- 1955年東宝映画 8/6NFC
- 監督:豊田四郎 脚本:八住利雄 原作:織田作之助
- 撮影:三浦光雄 美術:伊藤熹朔
- 出演:森繁久彌/淡島千景/浪花千栄子
増村保造が溝口健二について論じるのに、谷崎潤一郎とパラレルに論じている。
これら二人の優れた芸術家たちは女性という存在が持つ激しさを描こうとしたが、その過程で関西文化に惹かれていった。それは関西文化が力強く生きる人間たちを讃歌する文化だからなのだ。
その通りの言葉を増村は使っているわけではないが、そのような意味のことを増村は書いている。
関西と関東。
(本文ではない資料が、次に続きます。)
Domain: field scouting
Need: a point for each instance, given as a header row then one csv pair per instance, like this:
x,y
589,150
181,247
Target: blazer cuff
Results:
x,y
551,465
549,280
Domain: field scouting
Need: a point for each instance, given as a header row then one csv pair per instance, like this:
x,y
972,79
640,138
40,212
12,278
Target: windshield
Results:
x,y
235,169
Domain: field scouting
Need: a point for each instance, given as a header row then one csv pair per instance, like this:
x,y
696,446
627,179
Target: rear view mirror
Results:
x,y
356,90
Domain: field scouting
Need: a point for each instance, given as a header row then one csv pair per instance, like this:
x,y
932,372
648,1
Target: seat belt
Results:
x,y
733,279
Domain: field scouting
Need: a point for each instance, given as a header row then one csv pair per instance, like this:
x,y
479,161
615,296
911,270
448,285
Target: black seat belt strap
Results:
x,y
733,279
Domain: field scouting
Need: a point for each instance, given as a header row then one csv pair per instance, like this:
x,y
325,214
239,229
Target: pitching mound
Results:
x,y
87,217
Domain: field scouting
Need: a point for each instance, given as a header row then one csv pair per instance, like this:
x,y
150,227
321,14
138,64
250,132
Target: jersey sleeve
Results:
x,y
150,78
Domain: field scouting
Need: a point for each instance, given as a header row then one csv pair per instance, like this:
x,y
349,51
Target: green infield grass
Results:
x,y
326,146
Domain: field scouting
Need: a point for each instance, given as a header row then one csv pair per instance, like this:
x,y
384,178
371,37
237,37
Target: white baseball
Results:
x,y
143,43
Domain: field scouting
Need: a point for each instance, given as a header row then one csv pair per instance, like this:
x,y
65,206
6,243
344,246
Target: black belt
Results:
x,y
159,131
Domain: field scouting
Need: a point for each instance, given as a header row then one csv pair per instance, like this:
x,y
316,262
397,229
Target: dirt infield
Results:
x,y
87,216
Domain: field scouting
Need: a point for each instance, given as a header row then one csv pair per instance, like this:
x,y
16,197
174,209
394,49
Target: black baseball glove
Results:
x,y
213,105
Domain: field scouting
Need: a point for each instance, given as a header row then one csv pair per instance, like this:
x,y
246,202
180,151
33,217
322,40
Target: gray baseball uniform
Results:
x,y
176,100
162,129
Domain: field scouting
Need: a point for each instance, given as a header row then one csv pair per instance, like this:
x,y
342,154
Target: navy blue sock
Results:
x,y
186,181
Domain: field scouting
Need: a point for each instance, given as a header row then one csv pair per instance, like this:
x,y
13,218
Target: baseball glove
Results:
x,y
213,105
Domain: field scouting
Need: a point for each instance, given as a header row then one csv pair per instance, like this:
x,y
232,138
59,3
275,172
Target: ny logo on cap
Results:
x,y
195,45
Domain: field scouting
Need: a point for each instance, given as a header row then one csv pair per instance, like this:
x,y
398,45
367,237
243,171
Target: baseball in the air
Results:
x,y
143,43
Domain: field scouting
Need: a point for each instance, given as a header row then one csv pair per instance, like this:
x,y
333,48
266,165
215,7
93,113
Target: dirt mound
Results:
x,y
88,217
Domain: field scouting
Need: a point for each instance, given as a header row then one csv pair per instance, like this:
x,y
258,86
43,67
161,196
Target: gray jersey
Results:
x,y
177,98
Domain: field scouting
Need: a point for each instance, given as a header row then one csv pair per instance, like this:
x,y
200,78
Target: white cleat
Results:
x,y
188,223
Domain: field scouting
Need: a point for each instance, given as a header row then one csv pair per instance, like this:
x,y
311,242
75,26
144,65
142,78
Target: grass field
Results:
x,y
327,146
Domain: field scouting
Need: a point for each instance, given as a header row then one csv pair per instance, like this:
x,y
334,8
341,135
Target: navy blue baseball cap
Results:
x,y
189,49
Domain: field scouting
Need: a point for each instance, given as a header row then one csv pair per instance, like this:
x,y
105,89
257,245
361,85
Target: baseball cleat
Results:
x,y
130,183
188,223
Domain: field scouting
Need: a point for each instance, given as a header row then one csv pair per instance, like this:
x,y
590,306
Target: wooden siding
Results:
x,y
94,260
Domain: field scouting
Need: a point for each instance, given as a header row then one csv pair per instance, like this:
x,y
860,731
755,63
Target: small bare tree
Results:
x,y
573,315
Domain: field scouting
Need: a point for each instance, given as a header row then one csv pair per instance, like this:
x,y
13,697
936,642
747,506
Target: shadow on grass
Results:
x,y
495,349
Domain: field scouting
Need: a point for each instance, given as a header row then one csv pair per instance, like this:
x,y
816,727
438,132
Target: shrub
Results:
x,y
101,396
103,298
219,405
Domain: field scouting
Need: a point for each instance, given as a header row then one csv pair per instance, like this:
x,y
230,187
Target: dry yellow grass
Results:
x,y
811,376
それは単なる地理的な違いではない。
関西と関東では光の質が違う。関東では光は穏やかだが、関西では光は明るく強く輝く。これは僕の主観ではなく、科学的にも証明されている。僕は陽光の違いが関西文化と関東文化という二つの異なった文化を作ったのだと思っている。
関西文化に目を向けるならば、陽光の明るさ、強さが人間の持つ欲望を肯定し、そのことによって人間の生を輝かせている。
溝口健二も谷崎潤一郎も関西に移り住んだのは、意志的なものではなく、関東大地震という外部的偶発的な要因に依るものだったが、彼らはそのことによって関西文化に直に触れ、関西文化の中で自分たちの表現を花咲かせた。
『夫婦善哉』の主人公たちも一旦は東京に向かうが、熱海で地震に遭い大阪に戻る。地震はもちろん外部的偶発的なものだが、このエピソードは彼らがどんな人間なのかということを明らかにもしている。
彼らは「貧弱な」光の中で育まれた関東文化の中では生きてはいけない人間たちなのだ。彼らは自分たちの生に率直に従い、泣き、喚き、怒り、暴れ、笑う人間たちなのだ。そんな人間たちが人間の欲望を悪と感じさせるような関東文化の中で生きていけるはずがない。
彼らは客観的に眺めるならば、けっして幸せではないが。スクリーンに描かれる彼らの生は幸福感に充ち満ちている。
彼らは「一緒にいたい」という欲望に天真爛漫に従って生きている。彼らはけっしてお金にきれいな人間たちではないが、最後の最後には「一緒にいたい」という欲望を優先させる。
彼らの間にあるものは純愛としか名付けようがないものなのだが、この極めて関東文化的である純愛という言葉は誤解を招くだろう。
純愛という言葉はしばしば欲望を否定するものとして解釈されるし、それが正しいのかもしれないが、ここでは純愛という言葉は欲望の全的肯定の上に成り立っている言葉なのだ。だからこの純愛映画は観る者を幸福感で包む。
『夫婦善哉』は愛が精神的愛と肉体的愛に分離してしまっている関東文化的文化の中で生きる人間たちこそが観るべき映画だろう。
欲望の全的肯定の上で成り立つ愛は限りなく優しい。
だからラスト・シーン、降り頻る雪の中を寄り添うようにして歩く二人の後ろ姿は心に残る。